Excerpt
The search for evidence in the Boston Marathon bombings sent white-suited investigators combing through the garbage at a landfill in New Bedford, Mass., on Thursday as they hunted for a laptop computer belonging to one of the suspects, a law enforcement official said.
Investigators have been searching for several days for the laptop that they believe belonged to one of the two brothers suspected of setting off bombs at the Boston Marathon last week that killed three people and wounded more than 260, several law enforcement officials said.
They believe that the computer may have been thrown out, and they searched the Crapo Hill Landfill in New Bedford, near the University of Massachusetts Dartmouth, where one brother, Dzhokhar Tsarnaev, 19, who was charged in the bombings this week, was a student.
New details continued to emerge about the bombing plot and last week’s manhunt for the suspects. Mayor Michael R. Bloomberg of New York called a news conference at City Hall to announce that Mr. Tsarnaev had told investigators from his hospital bed that he and his older brother, Tamerlan, had decided to drive to New York last Thursday night to use their remaining explosive devices in Times Square. Law enforcement officials confirmed the account, but said the brothers’ intention appeared to have been more of a spontaneous idea than a real, thought-out plan.

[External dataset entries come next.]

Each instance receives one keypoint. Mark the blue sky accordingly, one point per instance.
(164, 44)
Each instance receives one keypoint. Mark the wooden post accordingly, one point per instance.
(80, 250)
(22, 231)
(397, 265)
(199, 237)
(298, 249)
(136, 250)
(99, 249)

Officials continued to revise and, in some cases, correct some of their initial accounts of the manhunt during the fast-moving events of last week. An armed carjacking that state and federal officials at first said last week had occurred in Cambridge, Mass., actually appears to have taken place across the Charles River in Allston, a Boston neighborhood, several law enforcement officials said Thursday.
A Cambridge police spokesman, Dan Riviello, said the authorities were still trying to sort out whether the suspects, believed to be the brothers, had a car, or what car they used, in fleeing the location of a shooting earlier that night of an M.I.T. police officer in Cambridge, a few miles from Allston.
Angel Sifontes, 27, who works at a Hess gas station on Brighton Avenue in Allston, said detectives investigating the carjacking had visited the station to see if its cameras had caught any images of the crime. “I was here when they came,” he said, adding that the carjacking was apparently out of range of the cameras.
The Cambridge police initially said the carjacking had been carried out by two men “in the area of Third Street in Cambridge.” A sworn affidavit from an F.B.I. agent accompanying the criminal complaint against Dzhokhar Tsarnaev that was unsealed on Monday said “an individual carjacked a vehicle at gunpoint in Cambridge, Massachusetts.”
Christina Sterling, a spokeswoman for the United States attorney’s office in Massachusetts, said Thursday that officials had written “Cambridge” in the affidavit because that is what investigators believed at the time. She said that “has since changed.”